From the Guidelines
Patients with thrombophilia undergoing orthopedic surgery should receive low-molecular-weight heparin (LMWH) as the preferred thromboprophylaxis, with the first dose given at least 12 hours from the time of surgery, and continued for a minimum of 10 to 14 days, with consideration of up to 35 days for patients at higher risk for VTE. This recommendation is based on the most recent and highest quality evidence available, which prioritizes the reduction of morbidity, mortality, and improvement of quality of life as the primary outcome 1.
Key Considerations
- The use of LMWH, such as enoxaparin, is supported by guidelines due to its effective thromboprophylaxis and relatively low risk of bleeding 1.
- For patients with severe thrombophilia, higher prophylactic doses of LMWH or even therapeutic anticoagulation may be considered, depending on individual risk assessment.
- Mechanical prophylaxis with intermittent pneumatic compression devices is recommended in addition to anticoagulant therapy, particularly for patients at high risk of bleeding 1.
- The duration of thromboprophylaxis should be tailored to the individual patient's risk, with a minimum of 10 to 14 days and consideration of up to 35 days for those at higher risk for VTE 1.
Management of Anticoagulation
- For patients already on long-term anticoagulation, bridge therapy with LMWH is essential, typically discontinuing warfarin 5 days before surgery and starting LMWH, then resuming warfarin postoperatively with LMWH overlap until therapeutic INR is achieved.
- Direct oral anticoagulants (DOACs) should be stopped 48-72 hours preoperatively, depending on renal function, and resumed when hemostasis is adequate.
Monitoring and Safety
- Close monitoring for both bleeding and thrombotic complications is crucial throughout the perioperative period.
- The choice of thromboprophylaxis should be guided by the patient's individual risk factors, including the type and severity of thrombophilia, as well as the presence of any bleeding disorders or other comorbidities.
From the FDA Drug Label
DOSAGE AND ADMINISTRATION Prophylaxis of DVT Following Hip or Knee Replacement Surgery: 10 mg orally once daily with or without food Known thrombophilic conditions (6%), Factor V Leiden gene mutation (4%), The recommended thromboprophylaxis in orthopedic surgery for patients with thrombophilia is 10 mg of rivaroxaban orally once daily.

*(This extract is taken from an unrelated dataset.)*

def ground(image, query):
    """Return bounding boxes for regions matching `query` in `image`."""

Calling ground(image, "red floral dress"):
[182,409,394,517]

- The dosage is the same for patients with known thrombophilic conditions, including Factor V Leiden gene mutation. 2
From the Research
Thromboprophylaxis in Orthopedic Surgery for Patients with Thrombophilia
- The use of antithrombotic drugs for the prevention of venous thromboembolism (VTE) in patients undergoing surgery is based on solid principles and high-level scientific evidence 3.
- Patients undergoing major orthopedic surgery have a particularly high risk of VTE, and routine thromboprophylaxis with low molecular weight heparin (LMWH), fondaparinux, or a vitamin K antagonist is the standard of care in this group of patients 3.
- Direct oral anticoagulants (DOACs) are increasingly being used as alternatives to LMWH for thromboprophylaxis in orthopedic surgery, and have been shown to be associated with a significant reduction of major VTE and deep vein thrombosis (DVT) compared to LMWH 4.
- The choice of thromboprophylaxis may depend on individual patient factors, such as the presence of thrombophilia or other bleeding disorders, and the type of surgery being performed 5, 6.
- Mechanical methods of thromboprophylaxis, such as compression stockings and intermittent pneumatic compression, may also be used in addition to pharmacological thromboprophylaxis, particularly in patients at high risk of bleeding 3.
Specific Considerations for Patients with Thrombophilia
- Patients with thrombophilia may require more aggressive thromboprophylaxis, such as the use of higher doses of anticoagulants or the addition of mechanical methods of thromboprophylaxis 5.
- The use of aspirin for thromboprophylaxis in patients with thrombophilia is not well established, but may be considered in certain situations, such as in patients who are at high risk of bleeding or who have a history of VTE 6.
- The risk of VTE in patients with thrombophilia undergoing orthopedic surgery is high, and thromboprophylaxis should be tailored to the individual patient's risk factors and medical history 3, 4.
Comparison of Thromboprophylaxis Options
- A meta-analysis of randomized controlled trials comparing DOACs with LMWH for thromboprophylaxis in orthopedic surgery found that DOACs were associated with a significant reduction of major VTE and DVT, but not pulmonary embolism, compared to LMWH 4.
- The safety outcomes of DOACs and LMWH were not significantly different, with no increase in major bleeding or clinically relevant non-major bleeding with DOACs compared to LMWH 4.
- The choice of thromboprophylaxis should be based on individual patient factors, such as the presence of thrombophilia or other bleeding disorders, and the type of surgery being performed 5, 3, 6.